1. ¿A quién quieres más, a tu padre o a tu madre?

¿Por dónde empezar? Por ejemplo, por las manos, las manos de mi padre. Para mí, para el niño que yo fui y crecí con él, sus manos fueron siempre la puerta de entrada a su mundo. Eran unas manos fuertes, con dedos y uñas anchas, especialmente la del pulgar. Desde mi percepción infantil eran enormes, aunque lo que más me atraía era la carnosidad, el almohadillado de las palmas y de las yemas. Uno de mis recuerdos más tempranos, quizá el primero, es el de mi padre jugando al cucutrás conmigo en el ascensor de la casa en que vivíamos, en la avenida de Filipinas, en Madrid.

Su comunicación con nosotros, entonces y también mucho después, solía comenzar por las manos, y a veces terminaba ahí. Te cruzabas con él por el pasillo y ya antes de llegar a tu lado iba chasqueando los dedos, alternando una mano y otra, en una cadencia que coincidía con el movimiento de las piernas al andar. Al encontrarse contigo inventaba un giro de muñeca y un movimiento furtivo de la mano que no estabas mirando, y sin darte cuenta notabas unos dedos aterrizando en algún recoveco de tu cuerpo, para pellizcarte o hacerte cosquillas.

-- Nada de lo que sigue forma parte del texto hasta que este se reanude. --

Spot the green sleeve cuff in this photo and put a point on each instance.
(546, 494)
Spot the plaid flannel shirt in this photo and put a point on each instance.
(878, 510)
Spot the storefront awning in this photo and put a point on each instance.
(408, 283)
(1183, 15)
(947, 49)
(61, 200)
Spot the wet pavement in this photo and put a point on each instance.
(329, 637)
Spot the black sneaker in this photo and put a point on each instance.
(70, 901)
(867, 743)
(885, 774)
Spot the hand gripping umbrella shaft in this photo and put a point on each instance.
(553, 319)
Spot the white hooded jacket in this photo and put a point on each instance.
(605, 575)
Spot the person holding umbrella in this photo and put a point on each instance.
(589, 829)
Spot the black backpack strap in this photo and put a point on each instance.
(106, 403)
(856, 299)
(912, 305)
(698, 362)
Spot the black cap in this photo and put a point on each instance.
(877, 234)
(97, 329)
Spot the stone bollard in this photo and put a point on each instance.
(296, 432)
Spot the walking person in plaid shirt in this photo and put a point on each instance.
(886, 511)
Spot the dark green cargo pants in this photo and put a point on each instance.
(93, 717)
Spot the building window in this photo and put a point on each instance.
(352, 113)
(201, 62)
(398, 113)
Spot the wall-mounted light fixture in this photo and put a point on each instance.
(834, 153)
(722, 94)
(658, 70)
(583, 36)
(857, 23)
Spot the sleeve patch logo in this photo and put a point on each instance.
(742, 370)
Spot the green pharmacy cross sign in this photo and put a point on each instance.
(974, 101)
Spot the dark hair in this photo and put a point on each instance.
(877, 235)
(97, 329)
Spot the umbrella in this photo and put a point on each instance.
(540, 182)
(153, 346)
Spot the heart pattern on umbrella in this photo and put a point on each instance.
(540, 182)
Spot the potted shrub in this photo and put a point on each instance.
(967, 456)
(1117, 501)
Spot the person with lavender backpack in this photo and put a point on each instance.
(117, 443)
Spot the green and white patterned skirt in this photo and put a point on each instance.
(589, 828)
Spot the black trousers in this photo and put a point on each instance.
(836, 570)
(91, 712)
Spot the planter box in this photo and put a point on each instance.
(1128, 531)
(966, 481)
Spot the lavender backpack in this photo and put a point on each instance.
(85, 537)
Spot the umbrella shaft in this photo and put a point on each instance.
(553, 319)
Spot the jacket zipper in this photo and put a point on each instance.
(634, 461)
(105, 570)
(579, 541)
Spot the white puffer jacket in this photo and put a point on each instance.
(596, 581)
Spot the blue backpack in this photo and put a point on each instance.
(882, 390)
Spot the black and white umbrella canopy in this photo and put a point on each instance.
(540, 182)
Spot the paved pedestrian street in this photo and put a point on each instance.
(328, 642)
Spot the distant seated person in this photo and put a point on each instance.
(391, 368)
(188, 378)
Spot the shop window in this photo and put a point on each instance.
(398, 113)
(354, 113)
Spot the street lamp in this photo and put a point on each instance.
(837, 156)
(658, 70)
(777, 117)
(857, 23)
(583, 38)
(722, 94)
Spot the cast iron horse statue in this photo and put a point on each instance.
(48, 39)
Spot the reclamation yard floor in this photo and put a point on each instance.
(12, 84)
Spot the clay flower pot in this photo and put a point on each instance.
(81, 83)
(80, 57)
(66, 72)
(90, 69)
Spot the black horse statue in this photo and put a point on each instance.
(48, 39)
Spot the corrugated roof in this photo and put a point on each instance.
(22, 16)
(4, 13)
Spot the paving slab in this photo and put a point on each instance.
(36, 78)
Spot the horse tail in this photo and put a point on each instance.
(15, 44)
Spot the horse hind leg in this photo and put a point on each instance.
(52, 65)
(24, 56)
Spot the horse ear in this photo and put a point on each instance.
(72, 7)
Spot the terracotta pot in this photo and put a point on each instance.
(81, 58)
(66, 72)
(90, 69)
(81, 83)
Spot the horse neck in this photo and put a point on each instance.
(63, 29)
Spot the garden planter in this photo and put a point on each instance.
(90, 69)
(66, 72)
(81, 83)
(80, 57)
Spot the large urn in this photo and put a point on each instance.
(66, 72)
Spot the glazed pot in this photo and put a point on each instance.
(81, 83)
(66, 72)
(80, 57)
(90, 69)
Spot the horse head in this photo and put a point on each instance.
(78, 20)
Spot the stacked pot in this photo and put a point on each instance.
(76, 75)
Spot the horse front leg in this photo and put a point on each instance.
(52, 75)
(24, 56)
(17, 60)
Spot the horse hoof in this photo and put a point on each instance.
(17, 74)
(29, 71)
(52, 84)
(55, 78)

—¿Qué pasa, golfo? —te decía, y la expresión no podía ser más adecuada, porque él mismo, en sus maneras sueltas, tenía algo de golfo, una cierta picardía que curiosamente convivía con la otra faceta de su personalidad, la de su voz y su mirada serenas y profundas.

Pero no siempre llegaba la voz, ni siquiera la mirada. Cuando te sentabas a su lado en el coche, con la anchura de su mano, pillándote siempre por sorpresa, te pinzaba justo encima de la rodilla, en ese lugar tonto que convertía tu cuerpo en un calambre y la realidad en una extensión de él mismo, del juego y de la sorpresa, pero también del calor y la seguridad con que lo llenaba todo. A mi madre también se lo hacía siempre, pero a ella no solía divertirle: le encantaba reírse, pero odiaba las cosquillas.

Había algo de prestidigitador en las manos de mi padre, en los chorros que surgían de sus puños al cerrarse en la piscina, en la riqueza tímbrica de las percusiones que sabía hacer con los dedos, o en la caja de resonancia en que se convertían sus palmas cuando aplaudía y que hacía de su aplauso, entendía yo, un reconocimiento de una índole superior a cualquier otro. Un día, en la galería Juana Mordó, a falta de sacacorchos, intentó abrir una botella de vino con unas tijeras. Algo salió mal y acabó en la casa de socorro con la mano envuelta en una toalla llena de sangre. ¿Qué había pasado?, me preguntaba yo en los días siguientes al verle el aparatoso vendaje blanco. ¿Qué había fallado? No eran los padres los que tenían ese tipo de accidentes ni los que llevaban el brazo en cabestrillo. Se suponía que sus actuaciones estaban presididas por la sensatez y la precisión. Como yo no estaba preparado para que mi padre me diera pena, lo único que pude sentir fue desconcierto.